An Arabidopsis Transcription Factor, AtNFXL1 Gene Negatively Regulates Fusarium Phytotoxin Trichothecene-Induced Defense Response
ASANO T1, YASUDA M2, NAKASHITA H2, KIMURA M2, YAMAGUCHI K1, NISHIUCHI T1
1Univ. KANAZAWA, Kanazawa, Japan; 2RIKEN, Wako, Japan
Background: Phytopathogenic Fusarium species produced trichothecene family of phytotoxins, which function as a virulence factor during infection of plants. Trichothecenes are known to act as translational inhibitors in eukaryotic ribosomes. Recently, we revealed that some trichothecenes such as T-2 toxin induce a programmed cell death. It is likely that trichothecene-induced cell death is contributing directly to virulence of necrotrophic fungi.
Methods: Arabidopsis thaliana (ecotype Columbia; Col-0) plants were gown on MS agar medium with or without trichothecenes in a growth chamber (a 16-h light / 8-h dark cycle at 22 °C) after a 3-d vernalization period. A T-DNA insertion mutant (atnfxl1-1) of AtNFXL1 (CS24940) was obtained from the Arabidopsis Biological Resource Center. The microarray experiment was carried out using the Agilent Arabidopsis 1 Oligo Microarray SA and SAG levels were determined using HPLC.

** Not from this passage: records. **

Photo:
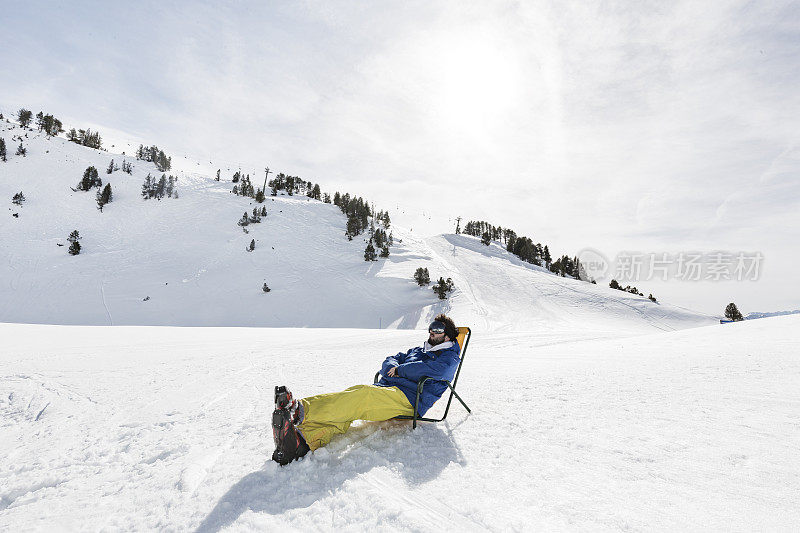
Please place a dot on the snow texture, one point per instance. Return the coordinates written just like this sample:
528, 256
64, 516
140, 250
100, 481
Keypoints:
592, 409
184, 262
143, 428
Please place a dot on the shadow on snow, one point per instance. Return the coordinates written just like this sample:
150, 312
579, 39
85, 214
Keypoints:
418, 456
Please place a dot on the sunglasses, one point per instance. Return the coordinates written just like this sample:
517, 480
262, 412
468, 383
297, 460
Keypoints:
436, 327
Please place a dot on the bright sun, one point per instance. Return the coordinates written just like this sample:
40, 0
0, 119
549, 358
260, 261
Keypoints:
479, 84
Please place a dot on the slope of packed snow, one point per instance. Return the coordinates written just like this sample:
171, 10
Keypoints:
184, 262
144, 428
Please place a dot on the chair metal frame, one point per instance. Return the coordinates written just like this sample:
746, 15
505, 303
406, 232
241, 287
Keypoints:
467, 334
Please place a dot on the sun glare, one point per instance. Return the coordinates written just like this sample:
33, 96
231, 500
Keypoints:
479, 85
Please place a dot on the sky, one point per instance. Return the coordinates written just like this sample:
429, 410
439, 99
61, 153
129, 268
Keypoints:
617, 127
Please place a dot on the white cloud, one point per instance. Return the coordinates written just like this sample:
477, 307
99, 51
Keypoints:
612, 125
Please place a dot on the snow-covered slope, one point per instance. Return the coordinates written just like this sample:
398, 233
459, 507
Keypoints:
143, 429
183, 262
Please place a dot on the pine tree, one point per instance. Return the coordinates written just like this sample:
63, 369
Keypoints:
103, 196
732, 312
147, 187
90, 179
442, 287
369, 252
422, 277
24, 117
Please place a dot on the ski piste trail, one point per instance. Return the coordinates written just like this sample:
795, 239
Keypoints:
153, 428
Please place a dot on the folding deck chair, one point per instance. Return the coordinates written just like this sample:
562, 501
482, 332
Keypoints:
464, 334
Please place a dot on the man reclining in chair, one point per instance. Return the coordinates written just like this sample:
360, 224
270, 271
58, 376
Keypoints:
309, 423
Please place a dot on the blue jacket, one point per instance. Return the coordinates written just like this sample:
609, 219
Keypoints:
417, 363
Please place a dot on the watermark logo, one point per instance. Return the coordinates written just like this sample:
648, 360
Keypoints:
594, 265
631, 266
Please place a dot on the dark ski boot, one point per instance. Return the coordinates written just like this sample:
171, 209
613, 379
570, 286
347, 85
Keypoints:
289, 443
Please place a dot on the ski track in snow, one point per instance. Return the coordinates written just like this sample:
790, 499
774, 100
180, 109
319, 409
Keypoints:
592, 409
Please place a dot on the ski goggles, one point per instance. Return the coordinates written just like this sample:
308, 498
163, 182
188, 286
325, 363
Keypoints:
436, 327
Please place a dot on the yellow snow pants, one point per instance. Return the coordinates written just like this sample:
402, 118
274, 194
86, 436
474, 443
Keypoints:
330, 414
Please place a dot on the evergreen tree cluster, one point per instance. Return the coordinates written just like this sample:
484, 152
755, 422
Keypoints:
255, 218
90, 179
568, 266
633, 290
112, 167
478, 228
85, 138
245, 188
383, 218
357, 212
103, 196
443, 287
75, 245
314, 192
293, 185
732, 312
369, 252
154, 155
24, 117
159, 188
524, 248
49, 124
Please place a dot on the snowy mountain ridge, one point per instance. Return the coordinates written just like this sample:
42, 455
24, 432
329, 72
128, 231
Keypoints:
184, 261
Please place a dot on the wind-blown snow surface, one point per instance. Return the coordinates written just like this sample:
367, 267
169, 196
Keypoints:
182, 262
143, 428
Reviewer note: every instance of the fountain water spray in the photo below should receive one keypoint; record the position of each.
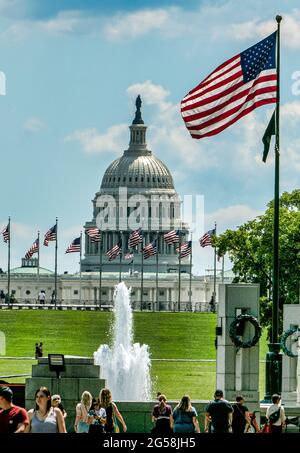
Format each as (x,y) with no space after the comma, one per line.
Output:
(125,366)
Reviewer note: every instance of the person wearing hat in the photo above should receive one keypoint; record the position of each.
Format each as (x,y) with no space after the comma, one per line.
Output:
(218,414)
(13,419)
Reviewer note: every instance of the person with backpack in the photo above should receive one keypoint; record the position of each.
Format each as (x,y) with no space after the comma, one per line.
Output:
(275,415)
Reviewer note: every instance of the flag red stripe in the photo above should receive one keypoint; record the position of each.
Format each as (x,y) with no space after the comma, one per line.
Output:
(217,118)
(234,97)
(245,112)
(223,65)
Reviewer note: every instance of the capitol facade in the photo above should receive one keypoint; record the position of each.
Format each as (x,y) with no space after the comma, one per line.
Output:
(137,193)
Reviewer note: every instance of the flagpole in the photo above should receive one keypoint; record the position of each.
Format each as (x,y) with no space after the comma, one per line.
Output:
(215,268)
(191,264)
(80,267)
(142,273)
(55,269)
(223,260)
(38,270)
(274,359)
(120,268)
(8,259)
(156,291)
(179,271)
(100,271)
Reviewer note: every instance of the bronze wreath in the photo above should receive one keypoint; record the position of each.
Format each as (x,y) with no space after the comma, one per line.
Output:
(236,338)
(283,339)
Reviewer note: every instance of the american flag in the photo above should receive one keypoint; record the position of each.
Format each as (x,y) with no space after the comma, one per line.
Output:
(5,233)
(94,233)
(74,246)
(171,237)
(185,249)
(114,251)
(128,256)
(150,249)
(206,238)
(135,238)
(33,249)
(50,235)
(244,82)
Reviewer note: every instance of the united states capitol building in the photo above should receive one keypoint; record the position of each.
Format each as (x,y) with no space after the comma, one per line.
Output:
(137,190)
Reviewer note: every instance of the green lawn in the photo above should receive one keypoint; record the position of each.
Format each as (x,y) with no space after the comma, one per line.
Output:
(169,336)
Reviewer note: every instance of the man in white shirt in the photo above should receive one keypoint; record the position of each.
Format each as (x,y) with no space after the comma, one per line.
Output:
(276,411)
(42,297)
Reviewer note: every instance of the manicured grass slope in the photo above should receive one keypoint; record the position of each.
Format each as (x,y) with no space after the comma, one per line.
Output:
(169,336)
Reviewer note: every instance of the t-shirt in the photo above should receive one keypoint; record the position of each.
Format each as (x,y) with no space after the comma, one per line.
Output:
(10,419)
(183,420)
(274,408)
(219,410)
(238,418)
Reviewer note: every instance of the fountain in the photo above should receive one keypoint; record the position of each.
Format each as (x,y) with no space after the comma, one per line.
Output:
(125,366)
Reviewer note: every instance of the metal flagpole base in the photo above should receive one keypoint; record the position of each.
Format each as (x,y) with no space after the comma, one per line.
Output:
(273,372)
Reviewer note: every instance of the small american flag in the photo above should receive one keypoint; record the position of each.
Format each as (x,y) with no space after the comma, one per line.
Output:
(114,251)
(185,249)
(50,235)
(75,246)
(171,237)
(244,82)
(150,250)
(33,249)
(129,256)
(135,238)
(205,240)
(5,233)
(94,233)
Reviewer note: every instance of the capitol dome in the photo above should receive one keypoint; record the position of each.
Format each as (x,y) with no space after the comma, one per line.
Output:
(139,171)
(138,168)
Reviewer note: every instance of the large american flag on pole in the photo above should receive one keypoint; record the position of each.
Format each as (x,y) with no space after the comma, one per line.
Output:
(150,249)
(185,249)
(33,249)
(205,240)
(171,237)
(114,251)
(135,238)
(244,82)
(74,246)
(50,235)
(5,233)
(94,233)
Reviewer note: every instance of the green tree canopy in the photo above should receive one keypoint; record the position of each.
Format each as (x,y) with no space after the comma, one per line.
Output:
(250,249)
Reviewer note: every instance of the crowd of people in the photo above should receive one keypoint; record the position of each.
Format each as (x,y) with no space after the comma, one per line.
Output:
(101,415)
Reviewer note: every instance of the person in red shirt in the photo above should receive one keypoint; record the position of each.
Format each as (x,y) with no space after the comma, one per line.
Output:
(13,419)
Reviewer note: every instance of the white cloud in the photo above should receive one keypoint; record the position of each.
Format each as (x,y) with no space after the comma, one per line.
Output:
(93,142)
(33,124)
(231,216)
(135,24)
(64,22)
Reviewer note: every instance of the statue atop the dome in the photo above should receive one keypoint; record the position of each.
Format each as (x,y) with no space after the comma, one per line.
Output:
(138,114)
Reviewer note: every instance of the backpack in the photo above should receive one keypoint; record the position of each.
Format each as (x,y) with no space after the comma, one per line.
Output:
(274,417)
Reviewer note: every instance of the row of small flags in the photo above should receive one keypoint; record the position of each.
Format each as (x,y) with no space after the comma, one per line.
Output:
(135,238)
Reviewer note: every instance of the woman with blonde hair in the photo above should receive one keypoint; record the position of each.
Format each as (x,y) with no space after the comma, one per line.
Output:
(161,415)
(112,412)
(184,418)
(44,418)
(83,420)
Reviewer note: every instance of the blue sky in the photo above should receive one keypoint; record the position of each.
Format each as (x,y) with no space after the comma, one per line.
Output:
(73,69)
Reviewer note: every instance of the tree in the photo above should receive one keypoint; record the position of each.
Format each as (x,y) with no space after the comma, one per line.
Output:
(250,249)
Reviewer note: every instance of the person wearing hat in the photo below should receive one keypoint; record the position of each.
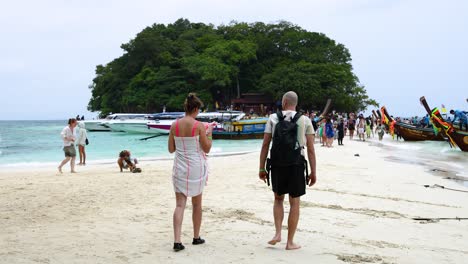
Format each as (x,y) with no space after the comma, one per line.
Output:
(457,114)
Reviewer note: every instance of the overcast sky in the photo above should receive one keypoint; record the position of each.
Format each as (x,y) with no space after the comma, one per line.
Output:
(401,50)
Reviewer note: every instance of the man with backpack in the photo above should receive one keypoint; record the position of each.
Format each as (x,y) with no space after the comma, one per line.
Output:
(291,133)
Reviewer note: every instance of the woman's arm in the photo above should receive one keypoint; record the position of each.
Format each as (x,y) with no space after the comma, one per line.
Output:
(205,138)
(171,140)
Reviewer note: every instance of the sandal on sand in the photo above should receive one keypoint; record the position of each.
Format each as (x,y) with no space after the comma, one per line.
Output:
(178,247)
(198,241)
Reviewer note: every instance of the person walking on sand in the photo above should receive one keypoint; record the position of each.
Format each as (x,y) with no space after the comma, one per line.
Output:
(190,141)
(81,142)
(330,133)
(340,129)
(351,125)
(68,137)
(461,116)
(287,171)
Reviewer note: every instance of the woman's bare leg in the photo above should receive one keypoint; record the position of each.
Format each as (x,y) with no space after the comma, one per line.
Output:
(178,217)
(196,215)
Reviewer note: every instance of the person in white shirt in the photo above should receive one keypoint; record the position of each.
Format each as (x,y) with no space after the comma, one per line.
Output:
(285,181)
(68,137)
(81,142)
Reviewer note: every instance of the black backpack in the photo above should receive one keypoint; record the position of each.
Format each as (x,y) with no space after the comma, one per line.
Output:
(286,150)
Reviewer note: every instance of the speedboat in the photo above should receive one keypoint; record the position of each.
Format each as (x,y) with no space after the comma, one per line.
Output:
(102,124)
(163,125)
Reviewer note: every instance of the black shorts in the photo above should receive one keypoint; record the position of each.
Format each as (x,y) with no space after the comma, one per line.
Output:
(289,179)
(69,151)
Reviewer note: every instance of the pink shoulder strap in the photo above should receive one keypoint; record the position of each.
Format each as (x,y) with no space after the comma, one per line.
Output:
(194,128)
(177,127)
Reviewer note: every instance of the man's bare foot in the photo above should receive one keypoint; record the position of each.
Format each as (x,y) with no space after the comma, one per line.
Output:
(292,246)
(274,240)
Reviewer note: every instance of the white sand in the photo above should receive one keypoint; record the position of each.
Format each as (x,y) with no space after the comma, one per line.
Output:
(359,211)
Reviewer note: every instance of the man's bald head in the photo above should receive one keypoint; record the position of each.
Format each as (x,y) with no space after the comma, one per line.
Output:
(290,100)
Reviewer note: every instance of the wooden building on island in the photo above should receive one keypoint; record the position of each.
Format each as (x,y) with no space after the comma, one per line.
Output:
(254,103)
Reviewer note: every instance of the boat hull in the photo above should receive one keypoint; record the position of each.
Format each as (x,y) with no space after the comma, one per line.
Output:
(456,137)
(411,133)
(135,128)
(243,129)
(95,125)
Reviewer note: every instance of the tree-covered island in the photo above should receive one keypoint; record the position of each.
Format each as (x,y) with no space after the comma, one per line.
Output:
(163,63)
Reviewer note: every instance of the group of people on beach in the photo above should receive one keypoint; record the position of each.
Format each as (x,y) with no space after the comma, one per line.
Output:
(338,125)
(71,136)
(291,134)
(191,140)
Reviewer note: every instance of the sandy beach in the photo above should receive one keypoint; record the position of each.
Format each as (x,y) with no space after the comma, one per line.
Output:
(360,211)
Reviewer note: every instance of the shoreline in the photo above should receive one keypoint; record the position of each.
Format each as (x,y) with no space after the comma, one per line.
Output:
(360,210)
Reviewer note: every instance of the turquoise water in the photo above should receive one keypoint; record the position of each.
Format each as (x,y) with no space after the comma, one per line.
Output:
(34,143)
(436,156)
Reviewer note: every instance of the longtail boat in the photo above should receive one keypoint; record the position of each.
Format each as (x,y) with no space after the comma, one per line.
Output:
(408,132)
(456,137)
(326,109)
(250,128)
(241,129)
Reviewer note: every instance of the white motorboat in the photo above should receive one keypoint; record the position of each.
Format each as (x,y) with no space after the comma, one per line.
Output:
(102,124)
(163,126)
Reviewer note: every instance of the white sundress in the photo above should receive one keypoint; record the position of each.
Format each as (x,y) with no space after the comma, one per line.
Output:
(190,171)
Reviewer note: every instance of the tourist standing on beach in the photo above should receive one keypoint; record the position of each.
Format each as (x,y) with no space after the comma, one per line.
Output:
(289,179)
(351,126)
(361,128)
(68,137)
(81,142)
(190,141)
(460,115)
(330,133)
(340,128)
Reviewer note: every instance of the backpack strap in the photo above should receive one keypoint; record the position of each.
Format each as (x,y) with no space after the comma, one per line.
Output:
(296,117)
(177,127)
(194,128)
(280,115)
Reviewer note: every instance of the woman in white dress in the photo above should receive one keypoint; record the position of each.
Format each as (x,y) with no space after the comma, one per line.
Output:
(190,140)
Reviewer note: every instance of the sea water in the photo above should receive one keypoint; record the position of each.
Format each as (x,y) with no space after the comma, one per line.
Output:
(438,157)
(38,143)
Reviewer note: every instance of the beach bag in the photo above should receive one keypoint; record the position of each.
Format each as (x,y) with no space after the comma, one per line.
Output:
(286,150)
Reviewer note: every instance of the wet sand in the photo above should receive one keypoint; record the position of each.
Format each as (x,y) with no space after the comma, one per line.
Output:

Results: In Arabidopsis, expression of AtNFXL1, a homologue of the putative human transcription repressor NF-X1, was significantly induced by application of type A trichothecenes, such as T-2 toxin. An atnfxl1 mutant growing on medium lacking trichothecenes showed no phenotype, whereas a hypersensitivity phenotype was observed in T-2 toxin-treated atnfxl1 mutant. Microarray analysis indicated that several defense-related genes (i.e. WRKYs, NBS-LRRs, EDS5, ICS1, etc.) were upregulated in T-2 toxin-treated atnfxl1 mutant compared to wild type. Enhanced salicylic acid (SA) accumulation was observed in T-2 toxin-treated atnfxl1 mutant, which suggests that AtNFXL1 functions as a negative regulator of these defense-related genes via an SA-dependent signaling pathway. We also found that the expression of AtNFXL1 was induced by SA. Moreover, the atnfxl1 mutant was less susceptible to a compatible phytopathogen, Pseudomonas syringae (Pst DC3000).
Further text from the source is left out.